Already on GitHub? Sign in to your account

Pairwise producing empty csv #368

Open
AroneyS opened this issue Jun 24, 2024 · 6 comments
Open

Pairwise producing empty csv #368

AroneyS opened this issue Jun 24, 2024 · 6 comments

Comments

@AroneyS
Copy link

AroneyS commented Jun 24, 2024

I am using sourmash to compare some custom kmer sets. I've used sourmash compare successfully, but in scaling up, I hit memory issues. To fix this, I tried sourmash scripts pairwise, which is much faster and less memory intensive in general, but I am getting some odd results in testing.

I have an example signature-set with 5 signatures, two identical. When I run sourmash compare, I get expected results, a Jaccard distance of 0 between the identical signatures and other comparisons as expected. When I run sourmash scripts pairwise, I get an empty csv. Any ideas?

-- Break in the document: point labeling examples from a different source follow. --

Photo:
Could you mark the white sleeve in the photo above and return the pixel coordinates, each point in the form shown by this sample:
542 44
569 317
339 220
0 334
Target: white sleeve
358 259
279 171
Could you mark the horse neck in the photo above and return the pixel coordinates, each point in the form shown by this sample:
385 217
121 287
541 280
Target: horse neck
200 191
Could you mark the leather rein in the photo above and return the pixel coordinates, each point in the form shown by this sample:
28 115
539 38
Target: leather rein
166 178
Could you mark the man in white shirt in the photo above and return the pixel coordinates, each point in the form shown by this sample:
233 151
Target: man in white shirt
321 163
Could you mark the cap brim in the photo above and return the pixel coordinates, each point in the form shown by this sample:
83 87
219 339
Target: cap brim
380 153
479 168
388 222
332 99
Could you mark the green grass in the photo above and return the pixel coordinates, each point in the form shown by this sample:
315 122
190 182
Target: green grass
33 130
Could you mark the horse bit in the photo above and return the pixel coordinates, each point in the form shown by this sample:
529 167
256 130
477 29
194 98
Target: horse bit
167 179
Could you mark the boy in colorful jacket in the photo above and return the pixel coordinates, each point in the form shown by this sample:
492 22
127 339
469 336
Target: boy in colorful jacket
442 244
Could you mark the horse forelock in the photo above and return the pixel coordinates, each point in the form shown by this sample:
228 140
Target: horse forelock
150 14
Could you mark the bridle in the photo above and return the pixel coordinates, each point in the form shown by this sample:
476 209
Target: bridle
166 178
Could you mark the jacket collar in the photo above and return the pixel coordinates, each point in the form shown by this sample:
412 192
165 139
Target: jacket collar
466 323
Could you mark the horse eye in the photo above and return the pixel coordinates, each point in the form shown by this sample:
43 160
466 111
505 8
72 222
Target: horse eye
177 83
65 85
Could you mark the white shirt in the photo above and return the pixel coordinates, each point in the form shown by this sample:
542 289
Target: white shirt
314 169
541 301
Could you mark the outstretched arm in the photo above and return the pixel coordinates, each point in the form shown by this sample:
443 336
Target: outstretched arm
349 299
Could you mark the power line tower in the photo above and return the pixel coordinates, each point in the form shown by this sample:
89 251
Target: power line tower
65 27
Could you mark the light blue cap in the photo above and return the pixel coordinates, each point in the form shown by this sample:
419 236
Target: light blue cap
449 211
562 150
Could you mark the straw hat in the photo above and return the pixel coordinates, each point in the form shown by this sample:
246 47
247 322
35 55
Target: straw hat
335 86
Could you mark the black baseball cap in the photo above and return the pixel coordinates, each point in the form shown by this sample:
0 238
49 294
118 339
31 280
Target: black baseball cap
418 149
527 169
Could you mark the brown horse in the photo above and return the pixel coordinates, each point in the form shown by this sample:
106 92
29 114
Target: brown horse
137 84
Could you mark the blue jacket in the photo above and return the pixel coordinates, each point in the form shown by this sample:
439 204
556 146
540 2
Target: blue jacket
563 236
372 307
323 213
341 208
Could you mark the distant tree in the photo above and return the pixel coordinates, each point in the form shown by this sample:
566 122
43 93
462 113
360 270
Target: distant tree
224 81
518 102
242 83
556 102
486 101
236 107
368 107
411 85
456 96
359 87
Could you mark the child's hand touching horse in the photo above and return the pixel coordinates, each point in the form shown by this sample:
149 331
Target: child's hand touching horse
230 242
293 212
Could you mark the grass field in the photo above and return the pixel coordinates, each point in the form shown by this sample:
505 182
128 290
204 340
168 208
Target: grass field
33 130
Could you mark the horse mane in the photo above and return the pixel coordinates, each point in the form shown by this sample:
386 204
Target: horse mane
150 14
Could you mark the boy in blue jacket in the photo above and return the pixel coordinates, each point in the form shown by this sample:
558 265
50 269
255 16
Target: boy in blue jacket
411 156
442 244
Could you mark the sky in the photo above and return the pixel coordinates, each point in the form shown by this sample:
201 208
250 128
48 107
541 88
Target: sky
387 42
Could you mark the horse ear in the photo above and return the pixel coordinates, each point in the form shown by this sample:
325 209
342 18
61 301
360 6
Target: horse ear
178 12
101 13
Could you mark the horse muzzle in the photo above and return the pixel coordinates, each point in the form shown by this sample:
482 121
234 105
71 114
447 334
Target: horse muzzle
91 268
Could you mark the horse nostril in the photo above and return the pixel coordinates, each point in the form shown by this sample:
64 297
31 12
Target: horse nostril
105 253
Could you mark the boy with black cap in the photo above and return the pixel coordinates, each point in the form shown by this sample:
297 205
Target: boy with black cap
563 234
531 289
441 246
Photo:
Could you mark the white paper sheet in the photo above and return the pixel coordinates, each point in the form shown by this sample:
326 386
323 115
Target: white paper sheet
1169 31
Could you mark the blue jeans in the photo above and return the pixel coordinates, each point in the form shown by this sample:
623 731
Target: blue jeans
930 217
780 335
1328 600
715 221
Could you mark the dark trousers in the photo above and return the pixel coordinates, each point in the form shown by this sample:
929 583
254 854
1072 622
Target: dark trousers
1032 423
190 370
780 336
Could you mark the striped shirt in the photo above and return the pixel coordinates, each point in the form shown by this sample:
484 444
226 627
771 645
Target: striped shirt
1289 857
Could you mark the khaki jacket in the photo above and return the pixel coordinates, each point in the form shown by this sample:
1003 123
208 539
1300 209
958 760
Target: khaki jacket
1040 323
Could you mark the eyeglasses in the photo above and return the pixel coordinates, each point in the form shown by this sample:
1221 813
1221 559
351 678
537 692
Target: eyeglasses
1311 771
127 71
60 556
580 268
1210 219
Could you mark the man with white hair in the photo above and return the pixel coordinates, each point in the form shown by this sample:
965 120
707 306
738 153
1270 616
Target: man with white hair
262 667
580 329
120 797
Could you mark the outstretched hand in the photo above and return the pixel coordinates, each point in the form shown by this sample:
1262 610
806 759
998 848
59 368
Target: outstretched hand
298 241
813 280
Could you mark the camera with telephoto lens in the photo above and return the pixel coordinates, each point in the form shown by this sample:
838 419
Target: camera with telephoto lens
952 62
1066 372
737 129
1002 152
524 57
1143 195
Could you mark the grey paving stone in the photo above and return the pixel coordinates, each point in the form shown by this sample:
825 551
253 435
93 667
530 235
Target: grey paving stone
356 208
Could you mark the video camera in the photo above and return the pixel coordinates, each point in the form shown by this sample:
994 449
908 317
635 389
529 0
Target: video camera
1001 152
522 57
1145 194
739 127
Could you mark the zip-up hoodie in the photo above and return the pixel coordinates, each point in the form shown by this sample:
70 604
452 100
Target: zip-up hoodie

example.sig: [{"class":"sourmash_signature","email":"","hash_function":"0.murmur64","filename":null,"name":"sample_1","license":"CC0","signatures":[{"num":0,"ksize":60,"seed":42,"max_hash":18446744073709551615,"mins":[4635994617403463936,14326303558305821343],"md5sum":"2ce198fcc7ea357fb5069a0e9448516c","molecule":"DNA"}],"version":0.4},{"class":"sourmash_signature","email":"","hash_function":"0.murmur64","filename":null,"name":"sample_5","license":"CC0","signatures":[{"num":0,"ksize":60,"seed":42,"max_hash":18446744073709551615,"mins":[749074125177198013,4736707972582783194,14326303558305821343],"md5sum":"d915856b77f4c6b57b612093d402decc","molecule":"DNA"}],"version":0.4},{"class":"sourmash_signature","email":"","hash_function":"0.murmur64","filename":null,"name":"sample_2","license":"CC0","signatures":[{"num":0,"ksize":60,"seed":42,"max_hash":18446744073709551615,"mins":[4635994617403463936,14326303558305821343],"md5sum":"2ce198fcc7ea357fb5069a0e9448516c","molecule":"DNA"}],"version":0.4},{"class":"sourmash_signature","email":"","hash_function":"0.murmur64","filename":null,"name":"sample_3","license":"CC0","signatures":[{"num":0,"ksize":60,"seed":42,"max_hash":18446744073709551615,"mins":[428577040998145274,749074125177198013,4736707972582783194],"md5sum":"f0a7bceac43003ed9287bec5b5003c22","molecule":"DNA"}],"version":0.4}]

Sourmash compare command

sourmash compare example.sig -o test.mat -k 60 --distance-matrix

Result

0-sample_1              [0.   0.75 0.   1.  ]
1-sample_5              [0.75 0.   0.75 0.5 ]
2-sample_2              [0.   0.75 0.   1.  ]
3-sample_3              [1.  0.5 1.  0. ]

Sourmash pairwise command

sourmash scripts pairwise example.sig -o test.csv -k 60

Log, produces empty file

== This is sourmash version 4.8.9. ==
== Please cite Brown and Irber (2016), doi:10.21105/joss.00027. ==

=> sourmash_plugin_branchwater 0.9.5; cite Irber et al., doi: 10.1101/2022.11.02.514947

ksize: 60 / scaled: 1000 / moltype: DNA / threshold: 0.01
pairwise-comparing all sketches in 'example.sig' using 128 threads
Reading analysis(s) from: 'example.sig'
Loaded 4 analysis signature(s)
DONE. Processed 6 comparisons
...pairwise is done! results in 'test.csv'
@ctb
Copy link
Collaborator

ctb commented Jun 25, 2024

well, that is very weird - I have some ideas about identical sketches maybe causing problems with the way we load them - but I am traveling and can't debug in detail at the moment.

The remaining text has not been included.